All in all, AWD LSTM shows a consistent performance and shows stability in two completely different datasets (conversational and id-wikipedia dataset) for low-resource language. This marks a positive result in our effort to create a high-quality language model that will be used as a baseline to our transfer learning experiments later.

Future Works

It is true that we are still facing a big size of vocabularies that is introduced by typos in our corpus, but worry not we are on our way to attack that problem. As a snippet, here we are giving you the performance of latest experiment

Experiment on Conversational dataset

We managed to improve the loss by 0.1 and down to 2 points in perplexity.

Final Thoughts

During this experiment, here are a few takeaways that might be helpful for other practitioners.

First, be diligent on your data, especially in natural language problem.
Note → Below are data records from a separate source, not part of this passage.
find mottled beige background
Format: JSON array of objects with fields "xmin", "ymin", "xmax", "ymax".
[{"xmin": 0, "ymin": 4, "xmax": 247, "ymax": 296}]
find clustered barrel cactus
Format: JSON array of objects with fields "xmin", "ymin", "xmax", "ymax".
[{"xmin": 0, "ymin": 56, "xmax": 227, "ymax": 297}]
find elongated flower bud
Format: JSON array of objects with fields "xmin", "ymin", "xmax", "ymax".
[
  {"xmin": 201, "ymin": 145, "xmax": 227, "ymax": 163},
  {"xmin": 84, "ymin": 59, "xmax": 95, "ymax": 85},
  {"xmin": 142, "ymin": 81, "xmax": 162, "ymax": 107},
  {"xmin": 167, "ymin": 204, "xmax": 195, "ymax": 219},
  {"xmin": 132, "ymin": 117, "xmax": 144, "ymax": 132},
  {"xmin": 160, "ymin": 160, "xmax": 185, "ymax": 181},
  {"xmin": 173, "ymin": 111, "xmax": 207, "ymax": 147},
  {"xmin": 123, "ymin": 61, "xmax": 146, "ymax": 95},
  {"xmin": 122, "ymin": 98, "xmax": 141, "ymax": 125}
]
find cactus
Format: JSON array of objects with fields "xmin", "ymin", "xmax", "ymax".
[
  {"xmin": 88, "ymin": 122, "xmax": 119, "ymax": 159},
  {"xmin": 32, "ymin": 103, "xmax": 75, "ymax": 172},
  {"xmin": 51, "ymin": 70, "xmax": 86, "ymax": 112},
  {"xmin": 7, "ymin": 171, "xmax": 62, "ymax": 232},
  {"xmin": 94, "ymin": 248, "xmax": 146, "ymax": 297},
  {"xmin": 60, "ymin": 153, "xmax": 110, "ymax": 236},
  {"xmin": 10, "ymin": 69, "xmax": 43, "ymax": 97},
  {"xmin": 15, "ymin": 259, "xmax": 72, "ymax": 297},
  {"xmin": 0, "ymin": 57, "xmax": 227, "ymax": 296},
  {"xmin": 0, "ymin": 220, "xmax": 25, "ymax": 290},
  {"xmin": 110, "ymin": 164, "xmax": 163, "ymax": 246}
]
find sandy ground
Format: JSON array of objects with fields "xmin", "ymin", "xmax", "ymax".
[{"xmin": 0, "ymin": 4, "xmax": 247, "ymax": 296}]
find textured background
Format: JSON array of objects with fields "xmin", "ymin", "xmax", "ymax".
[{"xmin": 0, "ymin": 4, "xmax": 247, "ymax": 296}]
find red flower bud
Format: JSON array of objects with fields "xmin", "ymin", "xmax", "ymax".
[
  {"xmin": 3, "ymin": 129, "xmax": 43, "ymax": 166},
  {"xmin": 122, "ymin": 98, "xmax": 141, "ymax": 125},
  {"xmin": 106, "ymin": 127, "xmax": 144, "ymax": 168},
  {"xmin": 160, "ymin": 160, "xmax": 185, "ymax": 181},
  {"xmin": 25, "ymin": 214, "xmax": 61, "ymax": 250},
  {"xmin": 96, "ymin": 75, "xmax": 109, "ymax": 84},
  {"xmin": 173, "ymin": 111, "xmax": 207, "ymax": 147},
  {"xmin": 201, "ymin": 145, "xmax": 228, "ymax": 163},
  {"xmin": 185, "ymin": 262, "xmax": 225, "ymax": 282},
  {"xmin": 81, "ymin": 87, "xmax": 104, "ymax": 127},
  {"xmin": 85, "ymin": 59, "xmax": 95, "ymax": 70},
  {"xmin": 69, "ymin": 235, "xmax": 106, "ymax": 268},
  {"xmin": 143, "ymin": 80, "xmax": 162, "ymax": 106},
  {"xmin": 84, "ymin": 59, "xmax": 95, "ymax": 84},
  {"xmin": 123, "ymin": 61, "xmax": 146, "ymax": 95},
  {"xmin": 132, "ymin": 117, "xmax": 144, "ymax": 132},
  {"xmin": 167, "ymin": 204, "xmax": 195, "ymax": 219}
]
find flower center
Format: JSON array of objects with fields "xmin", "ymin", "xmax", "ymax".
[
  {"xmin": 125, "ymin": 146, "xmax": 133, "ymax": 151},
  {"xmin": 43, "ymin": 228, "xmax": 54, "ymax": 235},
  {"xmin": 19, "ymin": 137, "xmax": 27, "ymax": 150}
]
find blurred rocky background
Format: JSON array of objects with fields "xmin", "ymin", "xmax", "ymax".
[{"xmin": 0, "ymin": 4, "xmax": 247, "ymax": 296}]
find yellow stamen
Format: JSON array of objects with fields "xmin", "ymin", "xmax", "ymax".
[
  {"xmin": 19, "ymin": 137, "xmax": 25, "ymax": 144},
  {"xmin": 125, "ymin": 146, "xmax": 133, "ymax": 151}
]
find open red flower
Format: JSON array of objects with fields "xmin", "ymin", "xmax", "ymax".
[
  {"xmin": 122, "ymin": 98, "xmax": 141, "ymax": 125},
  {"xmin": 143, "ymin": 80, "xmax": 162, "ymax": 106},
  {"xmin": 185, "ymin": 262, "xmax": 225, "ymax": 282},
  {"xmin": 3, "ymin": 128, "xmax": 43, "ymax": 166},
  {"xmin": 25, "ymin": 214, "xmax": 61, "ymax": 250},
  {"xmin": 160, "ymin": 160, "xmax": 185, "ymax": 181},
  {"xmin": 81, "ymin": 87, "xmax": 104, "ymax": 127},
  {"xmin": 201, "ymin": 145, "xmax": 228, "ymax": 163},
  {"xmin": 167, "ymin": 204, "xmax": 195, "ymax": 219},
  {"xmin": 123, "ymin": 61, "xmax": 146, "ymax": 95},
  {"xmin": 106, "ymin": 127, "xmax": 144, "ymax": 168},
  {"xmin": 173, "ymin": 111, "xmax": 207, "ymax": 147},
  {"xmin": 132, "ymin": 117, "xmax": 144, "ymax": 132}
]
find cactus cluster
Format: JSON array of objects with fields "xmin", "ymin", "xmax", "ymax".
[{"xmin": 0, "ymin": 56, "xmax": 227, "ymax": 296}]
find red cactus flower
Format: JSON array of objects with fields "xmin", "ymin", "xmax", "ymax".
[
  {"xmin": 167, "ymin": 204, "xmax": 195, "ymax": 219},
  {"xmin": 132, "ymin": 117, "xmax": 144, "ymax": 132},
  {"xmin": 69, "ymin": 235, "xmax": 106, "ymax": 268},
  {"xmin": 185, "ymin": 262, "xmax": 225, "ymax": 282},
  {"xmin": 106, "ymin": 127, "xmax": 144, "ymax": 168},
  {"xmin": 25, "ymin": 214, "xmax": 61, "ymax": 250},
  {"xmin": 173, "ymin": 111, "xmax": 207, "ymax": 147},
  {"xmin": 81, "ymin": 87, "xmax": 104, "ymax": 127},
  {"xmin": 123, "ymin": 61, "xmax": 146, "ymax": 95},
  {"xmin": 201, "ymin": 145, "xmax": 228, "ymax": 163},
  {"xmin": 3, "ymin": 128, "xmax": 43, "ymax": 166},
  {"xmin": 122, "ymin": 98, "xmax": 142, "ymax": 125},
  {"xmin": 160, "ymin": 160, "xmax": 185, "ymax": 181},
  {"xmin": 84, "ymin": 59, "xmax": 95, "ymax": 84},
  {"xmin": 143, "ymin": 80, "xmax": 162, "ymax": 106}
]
The real word data may introduce more problems than you anticipate, especially if you decide to tackle the problem in word level manner. You may need to invest more in pre-processing to clean up the data. It may seem common in any NLP tasks, but we can’t stress it enough the importance of handling typos inside your corpus. The other way around for handling typo is by modifying your deep learning architecture and let the model handle the typos by itself.

Second, cross validation is important for machine learning practitioners to understand as a way to measure the stability of your model. Though in deep learning case it is quite expensive to run cross validation, you can always reduce the number of experiments to run so that it fits your budget.

Lastly, training in parallel is one of the important key to train a big deep learning model. In this case, we gained a speed-up of 2x the normal training time by using 2 GPUs.